Non essendo senese, non ho una ricetta di famiglia dei Ricciarelli, e così mi sono dovuta rivolgere ai libri. Ne ho trovate due, una sull'Artusi e una sul Talismano della Felicità dell'Ada Boni.
Ho scelto quest'ultima, perché mi convinceva di più: nella ricetta dell'Artusi si parlava di montare le chiare a neve, e alla fine mi sembrava sarebbe venuta fuori l'ennesima versione degli amaretti, mentre i Ricciarelli hanno a mio avviso una consistenza più compatta, friabili e delicati, ma meno "gonfi" degli amaretti.
Alla fin fine, forse neanche questa è the ultimate Ricciarelli's recipe, non si sono crettati sopra, sono venuti lievemente troppo compatti, probabilmente li ho pure cotti un po' troppo....
Però il sapore era proprio quello, e tempo un quarto d'ora da quando li ho portati in tavola, sono finiti negli encomi generali.
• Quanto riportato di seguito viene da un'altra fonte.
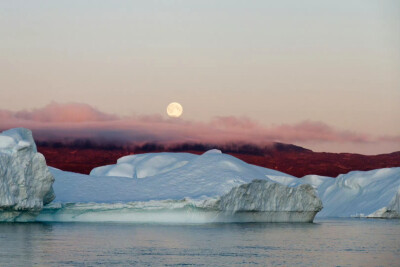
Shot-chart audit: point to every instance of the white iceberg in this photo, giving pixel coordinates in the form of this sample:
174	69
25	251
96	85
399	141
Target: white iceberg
25	181
373	194
180	187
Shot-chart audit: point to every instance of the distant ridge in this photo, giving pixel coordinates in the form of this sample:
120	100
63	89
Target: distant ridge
83	155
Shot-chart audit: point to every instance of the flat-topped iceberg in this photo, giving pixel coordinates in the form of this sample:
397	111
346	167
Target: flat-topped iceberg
372	194
25	181
180	187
Ho quindi deciso che sono adatti a rappresentarmi fra le (St)renne, donna ben più approssimativa e cialtrona degli strennisti doc, ma così sono.
Ho anche pensato che forse nel 600, con i forni che avevano a disposizione, forse le cose non venivano sempre perfettissime, quindi anche questo li rende adatti a questa occasione.
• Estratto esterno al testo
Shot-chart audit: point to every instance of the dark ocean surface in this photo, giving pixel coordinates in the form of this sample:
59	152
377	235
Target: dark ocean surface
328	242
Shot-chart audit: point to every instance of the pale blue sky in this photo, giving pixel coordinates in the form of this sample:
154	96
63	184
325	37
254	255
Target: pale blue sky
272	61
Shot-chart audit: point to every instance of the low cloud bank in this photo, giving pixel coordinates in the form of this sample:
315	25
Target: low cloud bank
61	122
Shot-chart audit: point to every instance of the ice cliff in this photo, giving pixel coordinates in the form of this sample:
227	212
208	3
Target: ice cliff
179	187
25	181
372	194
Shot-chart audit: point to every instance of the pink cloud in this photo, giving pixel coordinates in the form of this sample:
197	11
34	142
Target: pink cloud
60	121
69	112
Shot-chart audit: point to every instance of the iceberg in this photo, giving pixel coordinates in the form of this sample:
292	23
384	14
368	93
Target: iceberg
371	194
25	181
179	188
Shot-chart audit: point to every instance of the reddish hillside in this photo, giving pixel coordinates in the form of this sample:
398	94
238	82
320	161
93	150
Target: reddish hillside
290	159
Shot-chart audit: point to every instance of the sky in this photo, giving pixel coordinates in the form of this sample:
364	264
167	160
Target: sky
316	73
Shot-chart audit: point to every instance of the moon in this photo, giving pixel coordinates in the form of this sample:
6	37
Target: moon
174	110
Se mi dite che tutta questa manfrina è un'excusatio non petita, non posso che annuire :-)
Vi ricordo che domani 28 marzo l'appuntamento sarà da Greta, giovedì 29 sarà da Mai e venerdì 30 da Patty.
Voglio anche ricordarvi che fino al 1 aprile a mezzanotte avete tempo per partecipare al contest delle (st)Renne gluten free!
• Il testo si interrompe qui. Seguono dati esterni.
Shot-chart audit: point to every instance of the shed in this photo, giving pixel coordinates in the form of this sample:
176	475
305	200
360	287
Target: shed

Anzi, visto che è casualmente gluten free, io partecipo al contest anche con questa. Poi... vedremo...
Ricciarelli
(da una ricetta del Talismano della Felicità)Ingredienti
(per circa 25 ricciarelli)
(da una ricetta del Talismano della Felicità)Ingredienti
(per circa 25 ricciarelli)
- 200 g di mandorle
- 200 g di zucchero semolato
- 100 g di zucchero a velo
- maizena q.b. (¶)
- 2 albumi
- la buccia grattata di un'arancia
- aroma di mandorle amare (¶)
- un pizzico di sale
Preparazione
Quando sono ben raffreddare, metterle nel mixer con un cucchiaio di zucchero semolato tolto dal totale e ottenerle una farina il più possibile omogenea. Eventualmente setacciarla (io non l'ho fatto, non mi sembrava necessario per questo tipo di dolce).
Amalgamare alla farina di mandorle così ottenuta il restante zucchero semolato, la buccia grattata dell'arancia, e (nella ricetta non era indicata, ma secondo me ci sta perché i ricciarelli hanno sicuramente un retrogusto di mandorle amare) l'aroma di mandorle amare. Lo so che gli aromi sono una schifezza, ma l'estate scorsa mi sono scordata di farmi una scorta di armelline, cosa uso quando mi serve ottenere l'odore di mandorla amara?
Sbattere le chiare d'uovo quel tanto che basta per romperle, senza montarle.
Amalgamarle al composto di mandorle e zucchero, mescolando sulla spianatoia "infarinata" con 50g di zucchero a velo, che verrà immediatamente assorbito. Eventualmente infarinare la spianatoia con un po' di maizena per riuscire a lavorare l'impasto.
Quando è amalgamato, stenderlo con il mattarello dell'altezza di circa mezzo dito, e ritagliarlo a rombi, ai quali darete una forma meno squadrata, rifinendoli con le mani.
Metterli su una placca ricoperta di carta forno e farli riposare per 12 ore (io una notte).
Passate le 12 ore cospargerli con il restante zucchero a velo,metterli in forno leggero (meno di 150°) per un quarto d'ora circa. L'importante è che non scuriscano, quindi vanno guardati spesso.
Una volta estratti dal forno vi sembreranno molto fragili, non temete, una volta raffreddati si consolideranno.